Initiated through a charge from Executive Vice President and Provost Cyril Clarke, the Disabilities Support Task Force was formed in fall 2018 to conduct a year-long study on the experiences of Virginia Tech students who receive support from Services for Students with Disabilities (SSD). Led by Chris Wise, assistant vice president for student affairs, and Robin Panneton, associate dean for undergraduate programs in the College of Science, the task force sought to benchmark SSD practices and processes at peer institutions and to make recommendations regarding actions that Virginia Tech should take to ensure it is serving the current and future needs of students with disabilities.
“The important work of the Disabilities Support Task Force and the report they produced will serve as a comprehensive guide for planning and enhancing our services for students with disabilities,” said Clarke. “The report comes at a critical time for Virginia Tech as we work to accommodate the increased numbers of students with disabilities on our campus and to provide them with the support services needed to help them be successful in their studies.”
The Disabilities Support Task Force report is designed to address each of six questions posed by Clarke to the group. Throughout its work, the task force discussed and integrated relevant research findings; surveys of student, staff and faculty groups on the Virginia Tech campus and peer campuses; and internal deliberations. The final report presented responses to the following:
- How does Virginia Tech compare with its peer universities in regard to the number of students provided accommodations and related commitment of resources?

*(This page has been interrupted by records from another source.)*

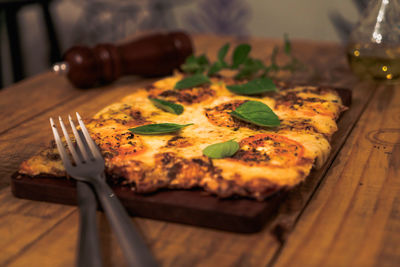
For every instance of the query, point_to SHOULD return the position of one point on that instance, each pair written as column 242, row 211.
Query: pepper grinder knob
column 150, row 56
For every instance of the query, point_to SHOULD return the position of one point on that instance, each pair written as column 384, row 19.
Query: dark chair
column 9, row 10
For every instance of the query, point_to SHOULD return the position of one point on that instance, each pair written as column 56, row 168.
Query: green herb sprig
column 257, row 113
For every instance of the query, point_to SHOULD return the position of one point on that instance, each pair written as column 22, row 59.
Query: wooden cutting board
column 194, row 207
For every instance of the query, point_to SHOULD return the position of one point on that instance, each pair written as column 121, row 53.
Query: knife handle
column 152, row 55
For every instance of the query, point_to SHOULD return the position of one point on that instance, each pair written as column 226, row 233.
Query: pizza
column 268, row 159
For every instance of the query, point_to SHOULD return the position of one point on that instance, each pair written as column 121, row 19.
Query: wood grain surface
column 350, row 219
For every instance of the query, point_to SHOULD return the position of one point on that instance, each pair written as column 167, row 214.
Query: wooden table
column 351, row 219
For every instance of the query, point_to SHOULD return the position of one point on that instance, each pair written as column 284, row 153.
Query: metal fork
column 90, row 168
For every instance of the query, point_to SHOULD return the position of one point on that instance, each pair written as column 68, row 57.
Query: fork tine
column 60, row 146
column 93, row 147
column 69, row 142
column 79, row 140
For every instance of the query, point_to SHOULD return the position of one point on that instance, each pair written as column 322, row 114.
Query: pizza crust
column 269, row 159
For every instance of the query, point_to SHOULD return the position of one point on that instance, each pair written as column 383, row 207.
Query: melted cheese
column 136, row 157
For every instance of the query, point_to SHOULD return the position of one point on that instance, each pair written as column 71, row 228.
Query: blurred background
column 40, row 31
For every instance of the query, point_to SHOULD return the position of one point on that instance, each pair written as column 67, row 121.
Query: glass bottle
column 373, row 48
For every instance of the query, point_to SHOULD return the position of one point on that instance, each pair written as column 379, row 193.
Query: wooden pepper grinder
column 153, row 55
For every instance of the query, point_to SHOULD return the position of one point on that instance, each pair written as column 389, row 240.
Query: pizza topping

- How are federal mandates regarding students with disabilities communicated with and implemented by SSD?
- What resources are needed for Virginia Tech to meet its legal obligations and aspirational goals in support of students with accommodations?
- What additional policies and procedures, if any, need to be developed to address the use of service animals as approved accommodations?
- Are there improvements that may be made to better coordinate the actions of SSD and the colleges to provide seamless accommodations to students in a timely manner?
- How may SSD and associated offices educate and support faculty and department heads in implementing services for students?
“Virginia Tech aspires to provide services and opportunities for students with disabilities that go above and beyond minimum standards and expectations, “said Wise. “We want students to see Virginia Tech as an institution that supports their success, fully embraces and exemplifies our Principles of Community, and is truly committed to our motto, Ut Prosim (That I May Serve).”
According to the task force report, campuses across the nation that are dedicated to serving students with disabilities continually struggle to secure sufficient resources and information, educate faculty and staff about the importance of providing optimal educational opportunities for all their students, and empower students to utilize accommodations in ways that promote their academic achievement.
Although Virginia Tech is on par in its efforts to provide these services in comparison to many peer institutions, the university faces challenges in providing unparalleled academic and campus life experiences for students with disabilities, as the overall student population continues to increase.
Through consideration of the literature, analysis of survey data, assessment of Virginia Tech's current practices, and discussions with SSD directors at other institutions, the Disabilities Support Task Force developed several key recommendations based on each of the six questions posed to the group.
Overall, Wise and Panneton said the task force sees the need to encourage and support both students who come with accommodation needs and those who discover accommodation needs as they forge their academic careers at Virginia Tech.
“The information amassed by the task force suggests that, as a university community, we have a strong need for ongoing, sustainable education and outreach to our course instructors and staff regarding best practices in helping students with disabilities,” said Panneton. “Virginia Tech’s SSD team requires support from and partnership with the campus to meet and exceed its obligations to provide accommodations and services.”